Całkiem niedawno, 16 października – obchodzony był Światowy Dzień Chleba. Z tej okazji postanowiłam napisać coś na temat jego domowego wypieku. A dokładnie rzecz biorąc na temat chlebie na zakwasie. Niestety to co oferują nam supermarkety z chlebem nie ma nic wspólnego. Pieczywo wykonane w stu procentach z mąki pszennej, wyłącznie na drożdżach lub innych wynalazkach, z dodatkiem różnych polepszaczy nie jest chlebem! Ono nawet nie jest smaczne a na drugi dzień jest już czerstwe, kruszy się, szybko pleśnieje. Alternatywą jest kupowanie chleba pochodzącego z małej lokalnej piekarni nie stosujących nowoczesnych technologii, stawiających na jakość a nie na ilość. Albo…upieczenie chleba w domu.
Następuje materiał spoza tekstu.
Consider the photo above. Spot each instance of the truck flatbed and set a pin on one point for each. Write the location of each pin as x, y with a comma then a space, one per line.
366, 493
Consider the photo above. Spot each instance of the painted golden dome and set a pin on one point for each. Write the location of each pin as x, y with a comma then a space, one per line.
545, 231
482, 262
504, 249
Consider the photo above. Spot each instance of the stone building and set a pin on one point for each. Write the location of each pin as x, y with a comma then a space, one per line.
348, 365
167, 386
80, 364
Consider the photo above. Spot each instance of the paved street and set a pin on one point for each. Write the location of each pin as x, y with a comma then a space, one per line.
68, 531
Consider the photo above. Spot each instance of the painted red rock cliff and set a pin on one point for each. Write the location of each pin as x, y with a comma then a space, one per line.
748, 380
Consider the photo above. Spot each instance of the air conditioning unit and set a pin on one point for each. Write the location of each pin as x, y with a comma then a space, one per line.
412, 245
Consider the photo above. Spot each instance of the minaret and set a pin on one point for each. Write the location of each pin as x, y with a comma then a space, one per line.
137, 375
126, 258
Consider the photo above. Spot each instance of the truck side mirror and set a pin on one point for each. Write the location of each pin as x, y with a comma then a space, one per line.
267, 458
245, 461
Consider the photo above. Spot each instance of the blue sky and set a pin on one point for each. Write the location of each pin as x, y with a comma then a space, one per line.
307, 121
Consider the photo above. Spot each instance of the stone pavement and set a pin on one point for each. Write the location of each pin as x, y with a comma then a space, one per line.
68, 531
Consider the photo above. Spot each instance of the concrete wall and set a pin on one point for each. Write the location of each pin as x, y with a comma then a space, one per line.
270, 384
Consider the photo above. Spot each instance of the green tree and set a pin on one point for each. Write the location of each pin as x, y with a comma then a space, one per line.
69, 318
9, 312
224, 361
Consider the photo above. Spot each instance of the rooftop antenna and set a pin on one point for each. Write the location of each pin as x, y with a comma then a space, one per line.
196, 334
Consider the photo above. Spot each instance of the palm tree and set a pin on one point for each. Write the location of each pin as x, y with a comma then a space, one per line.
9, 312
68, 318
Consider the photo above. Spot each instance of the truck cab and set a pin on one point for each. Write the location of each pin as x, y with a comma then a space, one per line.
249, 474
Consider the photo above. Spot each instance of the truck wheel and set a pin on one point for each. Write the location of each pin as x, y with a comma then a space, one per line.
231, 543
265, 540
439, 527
Jeżeli chleb upieczony w domu to tylko na zakwasie. Innego nie uznaje. Oczywiście mój pierwszy upieczony w domu chleb był na drożdżach. W końcu najłatwiej i najszybciej go upiec. Owszem, jest dobry dla początkujących. Do niczego nie da się chyba porównać mojej radości z pierwszego udanego chleba na zakwasie. A prób było kilka. Przepis na pierwszy zakwas który mi się udał pochodził z bloga Liski „Pracownia wypieków” – jednego z najlepszych moim zdaniem blogów na temat domowego wypieku chleba.
Mój pierwszy chleb na zakwasie 🙂
A czym jest ten dobroczynny zakwas?
Można powiedzieć że to rodzaj spulchniacza. Naturalnego oczywiście. Chleb zrobiony z samej mąki i wody byłby dla nas niestrawny. Potrzebny jest spulchniacz do których obok zakwasu należą również drożdże oraz zakwas miodowy.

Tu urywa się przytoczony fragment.